Coral reef fish ecology is a new research area, probably just about 40 years old, compared, for example, to research in temperate fish ecology, which has been studied extensively for more than 100 years. Therefore, coral reef fish ecologists often have to “borrow” knowledge from what we know about temperate fishes, simply in order to establish the first research in coral reef fish ecology.
However, this sometimes causes some big “bloopers”. Such a blooper is the case regarding the swimming abilities of coral reef fish larvae.

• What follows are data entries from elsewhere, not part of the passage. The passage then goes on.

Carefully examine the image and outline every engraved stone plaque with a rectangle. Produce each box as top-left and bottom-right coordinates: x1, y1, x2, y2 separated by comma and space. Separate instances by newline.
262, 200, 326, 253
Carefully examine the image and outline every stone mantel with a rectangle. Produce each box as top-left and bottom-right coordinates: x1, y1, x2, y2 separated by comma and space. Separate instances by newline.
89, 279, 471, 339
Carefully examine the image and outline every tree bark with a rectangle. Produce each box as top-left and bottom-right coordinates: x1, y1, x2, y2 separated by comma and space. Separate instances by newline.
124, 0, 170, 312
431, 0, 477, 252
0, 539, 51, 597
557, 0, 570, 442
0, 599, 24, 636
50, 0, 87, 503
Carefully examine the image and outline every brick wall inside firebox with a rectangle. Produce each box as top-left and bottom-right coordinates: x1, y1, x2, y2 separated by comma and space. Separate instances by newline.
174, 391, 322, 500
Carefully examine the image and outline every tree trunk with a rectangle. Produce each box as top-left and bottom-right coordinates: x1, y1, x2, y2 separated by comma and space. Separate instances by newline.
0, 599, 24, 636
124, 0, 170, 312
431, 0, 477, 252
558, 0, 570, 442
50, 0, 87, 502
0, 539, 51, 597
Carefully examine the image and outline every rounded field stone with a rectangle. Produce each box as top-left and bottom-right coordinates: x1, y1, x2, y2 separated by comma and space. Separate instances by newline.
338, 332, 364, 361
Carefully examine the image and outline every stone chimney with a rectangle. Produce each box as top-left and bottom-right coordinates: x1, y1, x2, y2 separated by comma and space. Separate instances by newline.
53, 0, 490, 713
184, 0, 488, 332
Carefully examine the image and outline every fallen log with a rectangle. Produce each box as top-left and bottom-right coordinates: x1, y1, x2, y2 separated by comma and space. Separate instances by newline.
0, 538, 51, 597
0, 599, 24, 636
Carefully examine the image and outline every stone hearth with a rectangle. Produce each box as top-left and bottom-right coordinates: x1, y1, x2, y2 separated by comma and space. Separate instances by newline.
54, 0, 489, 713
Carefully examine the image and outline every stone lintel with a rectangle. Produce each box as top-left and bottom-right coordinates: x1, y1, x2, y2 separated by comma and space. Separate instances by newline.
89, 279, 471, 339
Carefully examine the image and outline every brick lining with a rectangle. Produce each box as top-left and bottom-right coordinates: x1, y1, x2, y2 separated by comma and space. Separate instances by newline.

The life cycle of most coral reef fishes includes a larval planktonic stage, lasting from a few days up to several weeks, before settling to a benthic habitat. This phase has been considered the ‘black box’ by coral reef ecologist because the coral reef fish larvae field is very difficult to examine.
For example, they are quite difficult to sample in large numbers, because of the many more species in much lower numbers on a coral reef than in a temperate ecosystem, where there are a few species in very high numbers.
Therefore, to establish important coral reef fish dispersal models for predicting the size of reef fish populations, ecologists assumed that coral reef fish larvae behave exactly as temperate fish larvae out there in the blue water. However, when finally the first swimming results with reef fish larvae turned up it caused a shock among coral reef fish ecologists. They swim fast and very long distances.
The results of swimming tests with coral reef fish larvae showed that larvae of coral reef fishes are strong, effective swimmers, capable of sustained speeds higher than ambient ocean currents, and of swimming non-stop for tens of kilometres over tens of hours. Further, they are much faster than larvae of temperate species of similar size, particularly the well-studied herrings and cods.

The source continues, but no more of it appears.